In this Issue:

The Rockley Report Current Issue Home Page

Gaining Management Support

XML and DTDs: The Buy vs Build Argument

Steve Manning, The Rockley Group

When deciding to adopt XML as an authoring standard/backbone, one has to consider the question, "Do we need to create our own DTD?" Some will tell you that there are ready-made DTDs out there for you to grab and use. Others will tell you that you must either start from scratch or forget about it. So what's the answer? Here are the pluses and minuses in the Buy vs. Build debate to help you decide what makes sense for you and get the DTD you need.

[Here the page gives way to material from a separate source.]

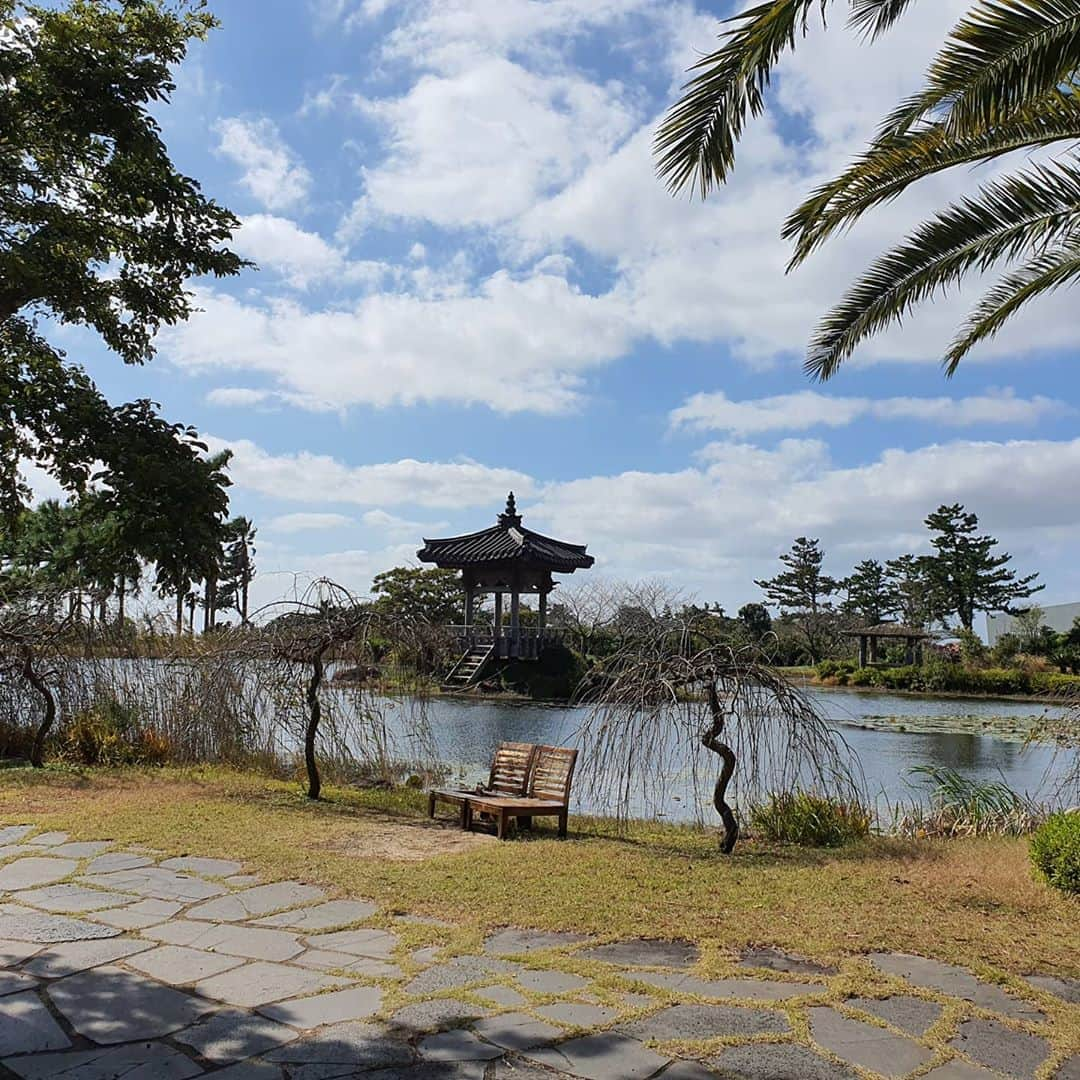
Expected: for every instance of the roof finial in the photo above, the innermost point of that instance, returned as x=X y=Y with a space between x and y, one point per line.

It's a common question for anyone contemplating a move to XML: "Do we need to create our own DTD?" The answer, guaranteed to frustrate you is, "Maybe ... maybe not."

You have 4 choices:

  • Build your own DTD from scratch
  • Adopt an existing (possibly industry-standard) DTD as is
  • Modify an existing DTD
  • Create your own DTD as a layer on top of an existing/industry standard DTD

What's available

Let's start by discussing what's available. DTD is used here to represent any predefined, "validatable" structure. That is, the structure could be a DTD (XML or SGML), or it could be a schema (the XML-based equivalent to the DTD). Both types of structures are readily available for use.

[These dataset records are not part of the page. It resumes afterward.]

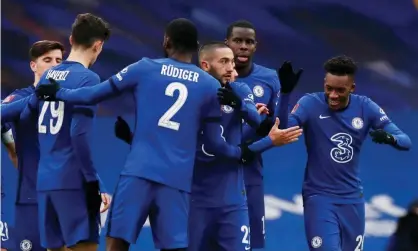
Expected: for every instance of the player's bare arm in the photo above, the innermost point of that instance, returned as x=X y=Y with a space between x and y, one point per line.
x=281 y=137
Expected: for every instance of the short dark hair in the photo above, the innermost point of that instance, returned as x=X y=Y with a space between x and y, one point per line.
x=183 y=35
x=88 y=28
x=211 y=46
x=41 y=47
x=341 y=66
x=239 y=24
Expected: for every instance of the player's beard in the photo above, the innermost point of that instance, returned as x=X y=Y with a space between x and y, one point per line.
x=214 y=74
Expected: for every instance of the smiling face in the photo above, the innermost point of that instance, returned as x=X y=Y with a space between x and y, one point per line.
x=337 y=90
x=243 y=43
x=220 y=64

Note that you don't necessarily have to buy a DTD to use it. There are many DTDs that are available as open source DTDs and schemas, available for you to use for free. To get an idea of just how many, surf the Applications section of the Cover Pages (xml.coverpages.org) to see a rough list. Or, go to xml.schemas.org and see what's available there.

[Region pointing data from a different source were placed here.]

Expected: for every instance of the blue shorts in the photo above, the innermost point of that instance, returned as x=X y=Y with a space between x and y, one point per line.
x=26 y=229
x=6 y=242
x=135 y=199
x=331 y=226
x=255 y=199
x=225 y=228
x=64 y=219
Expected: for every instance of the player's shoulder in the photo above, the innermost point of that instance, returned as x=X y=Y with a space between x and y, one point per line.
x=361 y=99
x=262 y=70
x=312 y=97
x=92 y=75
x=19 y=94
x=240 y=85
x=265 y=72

For technical writers, a couple of the noteworthy structures are the Darwin Information Typing Architecture (DITA) and DocBook.

DITA

DITA gives you the building blocks for creating your own topic-based markup and is described as follows:

The Darwin Information Typing Architecture (DITA) is an XML-based, end-to-end architecture for authoring, producing, and delivering technical information. This architecture consists of a set of design principles for creating "information-typed" modules at a topic level and for using that content in delivery modes such as online help and product support portals on the Web. [1]

DocBook

DocBook works out of the box and it comes in a couple of different forms (full and simplified) and with a suite of stylesheets. DocBook is defined as follows:

DocBook is a DTD maintained by the DocBook Technical Committee of OASIS. It is particularly well suited to books and papers about computer hardware and software (though it is by no means limited to these applications). [2]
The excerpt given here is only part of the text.